The movie begins with DiCaprio’s character, Dom Cobb, waking up on a beach, seeing two young blond children playing nearby and is greeted by a rifle and the Japanese guard holding it. He is brought into the “throne room” of an old Japanese man, who after seeing the two things Cobb brought with him, a handgun and a spinning top, instantly remembers Cobb from a faded dream many years ago. From there the storyline flows in a somewhat straight line, though it is broken up by different levels of dreams. It sounds confusing, but it makes sense when you see it unfold.

Cobb is an extractor, he uses a technology developed by the military that allows people to share dreams, in a way that helps discover their secrets. The purpose? Mostly he and his team are hired by corporations to steal company secrets. But this movie isn’t about extraction, it’s about inception, creating an idea in a person’s mind. Cobb and his partner, Arthur (played brilliantly by Joseph Gordon-Levitt, TV’s “Third Rock from the Sun”, “500 Days of Summer”), are hired by Saito (played by Ken Watanabe, “The Last Samurai”, “Batman Begins”) a Japanese C.E.O. to perform inception. Saito is the only remaining competition of a worldwide energy conglomerate, whose CEO is dying and leaving his empire to his son. Saito’s hope is that Cobb and his team can put it into the son’s head that it’d be best to split the company up, so Saito and others can have some hope of staying in business.

In exchange for Cobb’s help, Saito promises to use his connections to get Cobb pardoned. Why? The moment Cobb goes back to the US, he will be arrested, though falsely, for his wife’s murder. It’s hard to explain because it’s such a huge part of the entire movie and I don’t want to ruin anything. Cobb longs to return home and see his children, so he agrees. The team plans out the mission- the detail of each level of dreams, the way to motivate the son in a positive way, in hopes to do the impossible, to create an idea in a person without the person knowing it came from someone else.
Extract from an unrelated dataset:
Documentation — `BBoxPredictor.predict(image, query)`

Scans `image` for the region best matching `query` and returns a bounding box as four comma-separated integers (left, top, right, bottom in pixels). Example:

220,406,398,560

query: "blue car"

That’s about as much as I can give away of the story. It’s better that you don’t know much else. Details about the content though, are ok. It’s big, the movie feels larger in scope than “The Dark Knight”, both emotionally and physically. The action sequences are suspenseful and original, without being over-the-top. The acting is superb. The dialogue is interesting, and the story compelling. In fact, the story, the heart of the movie is what makes all the rest of the components so good. Cobb’s longing to see his children, his guilt at what happened to his wife, even the mission of inception-trying to give the son who had a father who didn’t like him, a form of reconciliation with his father, all of these make for a movie with Oscar-caliber human drama, that also flirts with the sci-fi geek in me, and dazzled me with it’s brilliance. In fact, I was so caught up in the lives of these people that I don’t think I drew a single breath for the final hour of the movie.